Ziel des Studiengangs ist die wissenschaftliche Auseinandersetzung mit der Sprache und Kultur Japans anhand von Quellen in japanischer Sprache. Das „Hamburger Modell“ verbindet dabei historisches Wissen und Themen des aktuellen Zeitgeschehens. Eine umfassende und fundierte Sprachausbildung mit bis zu 14 Unterrichtsstunden pro Woche bildet die Grundlage des Studiums. Inhaltlich können die Studierenden Seminare aus den Bereichen Literatur und Theater, Kultur und Geschichte sowie Gesellschaft und Politik Japans belegen. Fachübergreifende Lehrveranstaltungen aus dem Asien-Afrika-Institut fördern eine interkulturelle und interdisziplinäre Perspektive. Darüber hinaus ist ein Auslandsaufenthalt an einer japanischen Universität fester Bestandteil des Studiengangs. Für Nebenfachstudierende ist kein Auslandsaufenthalt vorgesehen. Ein breites Angebot an Austauschprogrammen mit Partneruniversitäten in allen Hauptregionen Japans steht zur Verfügung.
Besonderheiten:
- Die Studiendauer von 8 Semestern integriert den Aufenthalt an einer japanischen Universität.

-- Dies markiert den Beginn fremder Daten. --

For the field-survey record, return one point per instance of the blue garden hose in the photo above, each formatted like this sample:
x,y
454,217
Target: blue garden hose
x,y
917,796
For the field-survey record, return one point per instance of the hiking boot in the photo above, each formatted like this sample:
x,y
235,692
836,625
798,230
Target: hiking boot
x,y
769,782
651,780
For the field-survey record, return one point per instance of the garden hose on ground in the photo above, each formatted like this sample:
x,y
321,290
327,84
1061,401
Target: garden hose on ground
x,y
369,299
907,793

- Die weite Perspektive des Studiengangs auf Ostasien ermöglicht den Absolvent/inn/en eine vielseitige Berufswahl.
- Zum Studiengang gehört auch der Erwerb allgemeiner berufsqualifizierender Kompetenzen sowie eine Vorbereitung auf den Einstieg ins Berufsleben.
- Mit der zweitgrößten japanischen Gemeinde in Deutschland hat Hamburg einen wichtigen Standortvorteil für Studierende der Japanologie.
- Die Hamburger Abteilung für Sprache und Kultur Japans ist die älteste Institution in Deutschland, die sich wissenschaftlich mit Japan beschäftigt.